Dewi malam telah menyambut, bulan separuh menggantung cantik di langit gelap menggantikan tugas sang bagaskara. Kulirik penunjuk waktu di pergelangan tangan yang menampilkan angka digital 19.55, itu artinya Arini sebentar lagi akan pulang.
Sengaja aku menunggu di warung kopi tepat di tikungan jalan dekat rumah. Sembari menikmati kopi hitam dan gorengan, pikiranku melayang kembali ke kejadian sore tadi.
Bagaimana jika Arini tahu aku mengunci ibunya di kamar? Apa alasanku akan ia terima? Apakah Arini akan percaya dengan perkataanku? Bagaimana jika wanita iblis itu memutarbalikkan fakta? Apakah Arini akan lebih percaya pada ibunya?

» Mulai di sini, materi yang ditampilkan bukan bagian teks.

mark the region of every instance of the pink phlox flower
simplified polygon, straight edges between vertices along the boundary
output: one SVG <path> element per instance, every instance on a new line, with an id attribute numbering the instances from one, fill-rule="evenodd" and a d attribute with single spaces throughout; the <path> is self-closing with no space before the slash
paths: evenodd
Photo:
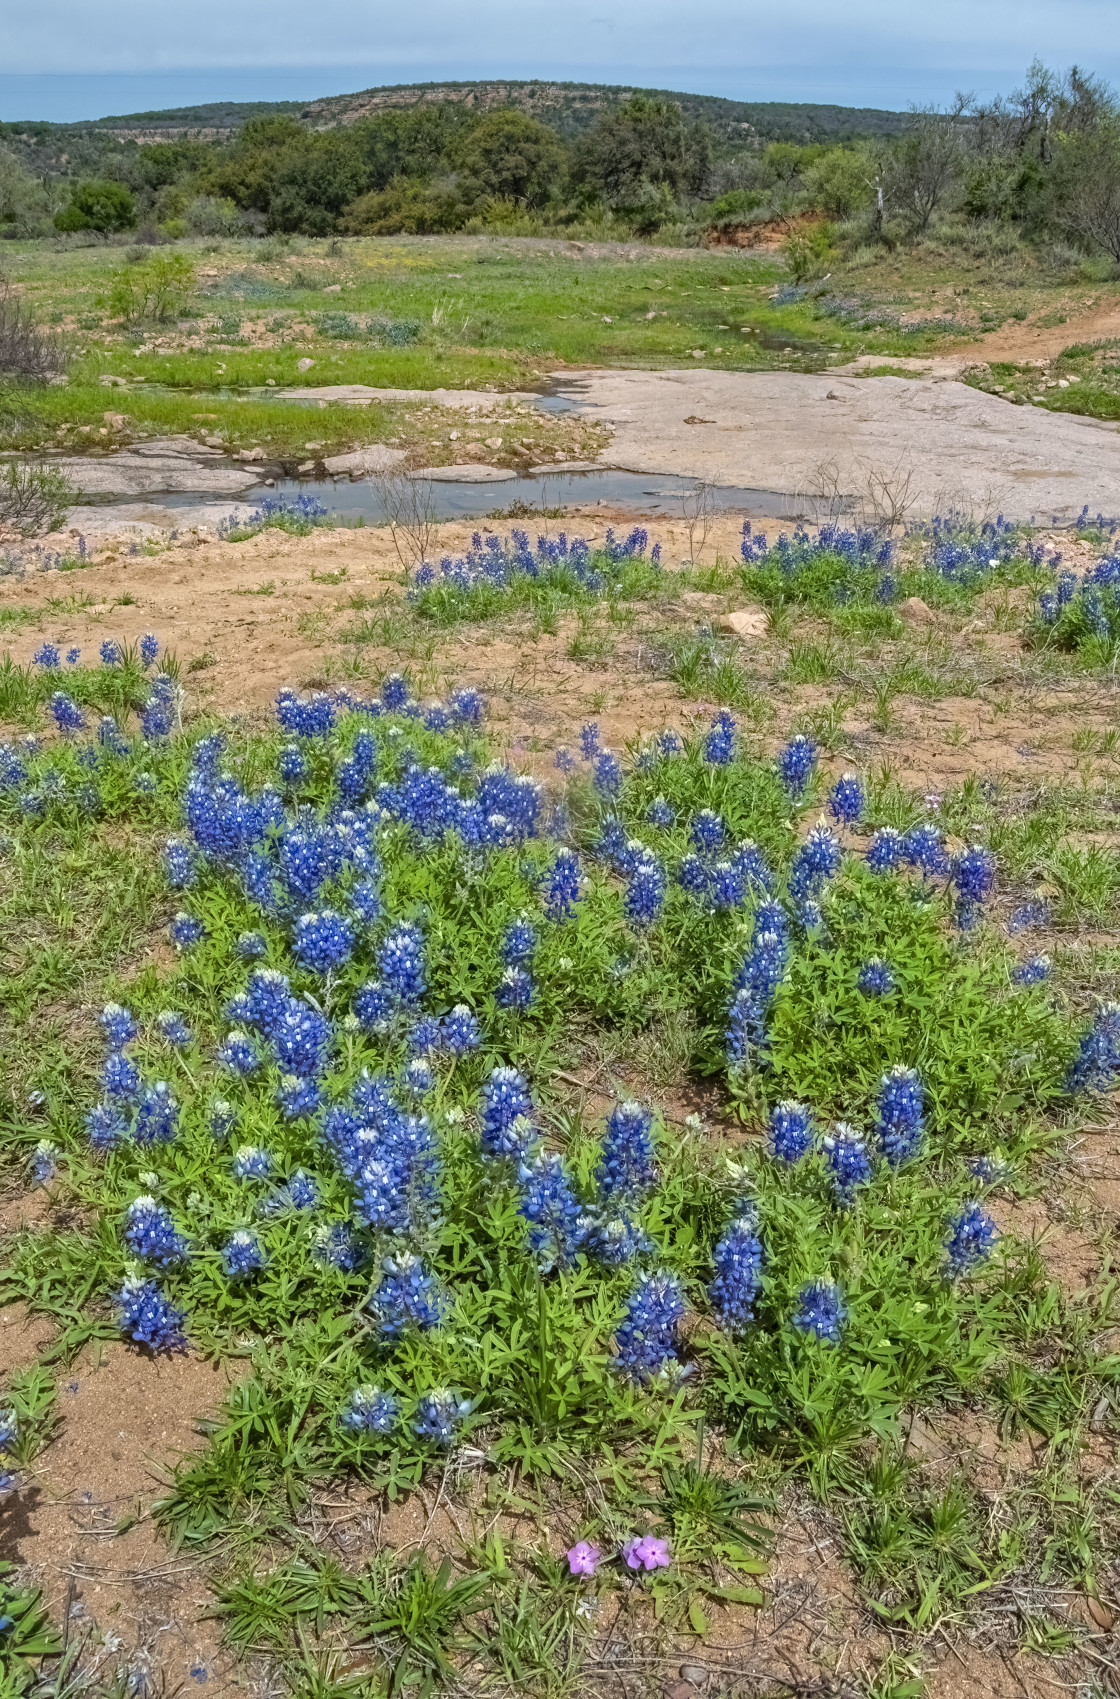
<path id="1" fill-rule="evenodd" d="M 622 1555 L 630 1569 L 668 1569 L 669 1542 L 644 1534 L 640 1539 L 627 1540 Z"/>
<path id="2" fill-rule="evenodd" d="M 573 1575 L 594 1575 L 602 1555 L 598 1546 L 580 1540 L 567 1553 L 568 1568 Z"/>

Terlampau banyak pertanyaan berputar dalam otakku, membuat kepala ini terasa pening. Sudah lama aku ingin mengusulkan agar Arini mengontrakkan rumah untuk ibunya, atau mencarikan suami agar wanita itu tidak kesepian.
Namun, semua ide itu hanya sebatas ide yang terpendam dalam pikiran tak tersampaikan tanpa keberanian untuk mengungkap. Entahlah ... aku hanya memikirkan perasaan Arini, aku takut ia akan salah paham. Tapi jika seperti ini terus menerus, aku yang tersiksa dengan godaan yang sulit ditolak.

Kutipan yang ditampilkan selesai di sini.